En 1999, le visage de Brigitte Bardot fut choisi comme modèle officiel pour la représentation de Marianne, symbole de la République française, sur les timbres-poste et les bustes des mairies — une reconnaissance nationale de son statut d'icône nationale, bien qu'elle-même ait eu une relation ambivalente avec les institutions françaises.

Sources primaires

Initiales B.B. — Mémoires (tome 1) (1996)
J'étais devenue un mythe et je ne savais pas trop quoi faire de ce mythe. Les gens ne voyaient plus la femme, ils voyaient l'image. Cette image m'a dévorée.
Le Carré de Pluton — Mémoires (tome 2) (1999)
J'ai tout quitté pour les animaux parce que les animaux ne mentent pas, ne trahissent pas, n'ont pas d'ambition. Ils m'ont sauvée.
Simone de Beauvoir, 'Brigitte Bardot and the Lolita Syndrome', Esquire (1959)
BB n'est ni perverse ni soumise ; elle est indépendante. Elle possède son corps sans y être prisonnière, elle en dispose comme un bien qui lui appartient.
Lettre ouverte de Brigitte Bardot au Premier ministre canadien contre la chasse aux phoques (1977)
Au nom de millions de personnes indignées, je vous demande d'arrêter ce massacre annuel de bébés phoques. La France et le monde entier regardent ce qui se passe sur vos glaces.

Lieux clés

Saint-Tropez (Var, France)

Bardot découvre Saint-Tropez en 1956 lors du tournage de 'Et Dieu... créa la femme'. Elle y achète La Madrague, villa qui deviendra son refuge, et transforme le village en capitale mondiale du tourisme balnéaire.

Paris, 16e arrondissement (appartement familial)

Née au 36 avenue de La Bourdonnais à Paris, Brigitte Bardot grandit dans un milieu bourgeois parisien. La capitale est le cadre de ses premières années de mannequinat et du lancement de sa carrière.

Studios de Boulogne-Billancourt

Les studios de cinéma de Boulogne-Billancourt furent le lieu de tournage de nombreux films français des années 1950-1960, dont plusieurs avec Bardot. Haut lieu de la production cinématographique française d'après-guerre.

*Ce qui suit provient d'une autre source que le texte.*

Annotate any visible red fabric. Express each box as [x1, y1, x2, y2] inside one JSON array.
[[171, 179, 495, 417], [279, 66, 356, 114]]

La Madrague (villa, Saint-Tropez)

Villa acquise par Bardot en 1958, devenue son refuge permanent après son retrait du cinéma. Elle y a vécu recluse des décennies, se consacrant à sa fondation pour les animaux.

Terre-Neuve, Canada (glaces du golfe du Saint-Laurent)

En 1977, Bardot se rend sur les glaces canadiennes pour dénoncer la chasse aux bébés phoques. Les photos la montrant aux côtés d'un phoque blanc font le tour du monde et marquent l'histoire du militantisme écologique.